Because both of my parents hail from Slavonija, I had heard of Pašticada but never made it and quite frankly I had never even tried it. So here is another first time recipe, being another Dalmatian classic that wasn’t taught up north.
Taking days to prepare this is the grand-dame of Dalmatian cooking and served at home for a special lunch/dinner or at functions like weddings, christenings etc. While apparently you can make Pašticada with figs, I used Ino Kuvacic’s recipe from his Dalmatia cookbook which uses the original apples and prunes for the sauce.
I loved making this and I hope you do too! I did make potato dumplings to go with it but the rectangular shape that they should be, didn’t work for me, they all just fell apart in the boiling water. So I made them into balls, if you have any tips, please let me know.
Ingredients:
(for the Pašticada)
- 2.5 kilos beef cheeks
- One (1) litre red wine
- 50mls red wine vinegar (I used apple cider vinegar as that’s what was in the cupboard)
- Two (2) brown onions, diced 2mm thick
- Two (2) carrots, diced 2mm thick
- Two (2) celery stalks, diced 2mm thick
- Three (3) whole cloves
- Half a cinnamon stick
- Two (2) bay leaves
- 200mls extra-virgin olive oil
- 100 grams prosciutto, diced
- Three garlic cloves, crushed
- 400 grams tomatoes, diced
- Three (3) litres beef stock
- Two apples, peeled, cored and cut into wedges
- 200 grams tinned pitted prunes, diced
- One (1) tablespoon dijon mustard
- One (1) teaspoon prune jam (if you can find it??)
- sea salt
- freshly ground black pepper
(the for dumplings)
- One kilo waxy potatoes (desiree, sebago or nicola)
- 240 grams plain flour
- 50 grams unsalted butter
- One (1) egg
- 50 grams grated parmesan cheese
Method:
- Marinate the beef overnight in the red wine, vinegar, onion, carrot, celery, cloves, cinnamon and bay leaves.
- The next day, take the beef out of the marinade, separate the vegetables and the liquid and keep them both.
- Seal the cheeks in the olive oil in a frying pan over high heat for a couple of minutes on each side. Remove the beef and deglaze the pan with the marinade.
- In another saucepan over high heat, sauté the prosciutto, and when crispy, add the chopped garlic. Add all the marinated vegetables and spices, and sauté for a further 20-25 minutes.
- When the vegetables are cooked, add the tomato and sauté for a further five minutes.
- Add the sealed beef cheeks, deglaze liquid, and the beef stock. Braise for 90 minutes.

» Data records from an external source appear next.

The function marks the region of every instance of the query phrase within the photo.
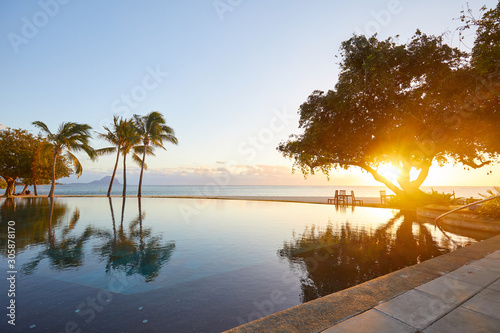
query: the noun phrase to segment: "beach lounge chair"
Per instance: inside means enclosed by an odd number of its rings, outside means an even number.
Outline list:
[[[356,205],[363,206],[363,200],[356,199],[356,197],[354,196],[354,191],[352,191],[352,190],[351,190],[351,199],[352,199],[353,206],[356,206]]]
[[[386,194],[385,190],[380,191],[380,204],[387,205],[387,200],[394,198],[394,195]]]
[[[348,205],[349,204],[349,195],[347,195],[345,190],[340,190],[339,195],[337,197],[337,203],[340,205],[340,202],[342,202],[343,205]]]

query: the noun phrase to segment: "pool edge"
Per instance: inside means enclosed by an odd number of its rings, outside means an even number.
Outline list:
[[[322,332],[499,249],[497,235],[225,332]]]

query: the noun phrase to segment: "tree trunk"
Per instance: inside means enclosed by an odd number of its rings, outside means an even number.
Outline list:
[[[111,175],[111,181],[109,182],[108,197],[111,196],[111,189],[113,188],[113,181],[115,180],[116,169],[118,168],[118,160],[120,159],[120,147],[117,147],[116,150],[115,168],[113,169],[113,175]]]
[[[21,194],[26,194],[26,190],[28,189],[28,184],[24,184],[24,188],[23,188],[23,191],[21,192]]]
[[[57,151],[54,149],[54,160],[52,161],[52,186],[50,186],[49,198],[54,197],[54,190],[56,188],[56,161]]]
[[[36,189],[36,181],[38,179],[38,176],[36,174],[36,167],[37,167],[39,158],[40,158],[40,147],[38,147],[38,149],[36,150],[35,158],[33,159],[33,165],[31,167],[31,173],[33,175],[33,192],[35,193],[35,197],[38,196],[38,191]]]
[[[127,155],[123,155],[123,192],[122,196],[125,197],[127,195]]]
[[[5,188],[4,196],[10,197],[13,195],[17,178],[4,178],[4,179],[7,182],[7,187]]]
[[[144,161],[146,160],[146,148],[147,145],[144,145],[144,151],[142,152],[142,162],[141,162],[141,175],[139,176],[139,192],[137,192],[137,197],[140,198],[142,197],[142,174],[144,173]]]

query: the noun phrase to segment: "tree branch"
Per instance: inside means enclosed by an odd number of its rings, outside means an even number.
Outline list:
[[[360,168],[368,171],[372,175],[373,179],[375,179],[376,181],[381,182],[382,184],[384,184],[385,186],[387,186],[387,188],[389,188],[392,192],[396,193],[397,195],[403,194],[403,191],[399,187],[397,187],[396,185],[394,185],[389,179],[387,179],[384,176],[382,176],[381,174],[379,174],[377,172],[377,170],[373,169],[369,165],[367,165],[367,164],[361,164],[361,165],[358,165],[358,166]]]
[[[476,162],[474,162],[474,161],[467,161],[466,159],[461,158],[461,159],[459,160],[459,162],[460,162],[460,163],[462,163],[463,165],[470,166],[470,167],[471,167],[471,168],[473,168],[473,169],[479,169],[479,168],[481,168],[481,167],[483,167],[483,166],[485,166],[485,165],[488,165],[488,164],[492,163],[493,161],[486,161],[486,162],[482,162],[482,161],[481,161],[481,164],[477,164],[477,163],[476,163]]]
[[[420,173],[418,174],[417,179],[414,181],[410,182],[412,186],[415,188],[419,188],[422,183],[425,181],[427,176],[429,175],[429,169],[431,168],[431,163],[425,163],[421,168],[420,168]]]

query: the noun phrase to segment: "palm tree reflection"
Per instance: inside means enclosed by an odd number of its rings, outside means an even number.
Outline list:
[[[106,274],[114,271],[126,275],[141,275],[146,282],[153,281],[171,258],[175,242],[164,243],[160,235],[153,236],[151,228],[143,227],[146,213],[138,200],[138,215],[124,227],[125,203],[123,198],[120,224],[117,226],[113,202],[108,198],[112,230],[87,224],[83,232],[76,228],[81,221],[80,210],[70,213],[65,201],[54,198],[7,198],[0,206],[0,221],[22,221],[16,224],[16,246],[41,247],[34,257],[22,266],[25,274],[33,274],[40,262],[48,259],[56,270],[80,267],[85,257],[91,257],[89,241],[106,263]],[[80,222],[82,223],[82,222]],[[84,222],[83,222],[84,223]],[[6,256],[6,238],[0,238],[0,254]],[[36,251],[33,248],[32,251]]]
[[[128,230],[123,227],[126,198],[122,200],[120,228],[115,227],[113,202],[109,199],[113,234],[105,234],[108,241],[99,249],[106,263],[106,273],[122,271],[126,275],[140,274],[146,282],[153,281],[162,266],[167,263],[174,250],[175,242],[161,244],[161,237],[152,236],[150,228],[143,229],[142,221],[146,213],[142,211],[141,199],[138,199],[138,216],[129,223]]]
[[[376,230],[312,225],[284,242],[278,255],[298,268],[301,299],[307,302],[451,250],[415,220],[414,214],[399,212]]]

- (Make the dumplings around here)
- Add the peeled apples and pitted prunes and cook for a further 60 minutes, or until the cheeks are cooked. You should be able to push your fingers through the cheek but it still should have some resistance.
- When the cheeks are cooked, remove the beef, cinnamon stick and bay leaves from the braising liquid and set aside.
- Skim any scum off the top and then use a hand-blender to blend the liquid until smooth.
- Adjust the flavour using the mustard and jam – the flavour should be sweet and sour.
- Divide the cheeks among the serving plates and pour the sauce over and add the dumplings to serve.
Dumplings:
- Put the potatoes, unpeeled, into a saucepan of boiling water and boil until cooked.
- Drain and peel them while still hot.
- Pass the potatoes through a ricer. Place potatoes into a bowl with the flour, softened butter, egg, parmesan and season with salt. Taste to make sure it’s seasoned enough.
- While still warm, roll the dough into 2cm balls and roll a fork over them. I did all of this on baking paper, as they started to stick on my wooden board.
- Cook the dumplings in boiling water for three minutes, or until they come to the surface. Gently take them out of the water with a slotted spoon, drain.
Let me know if you tried this Dalmatian sensation and what you thought?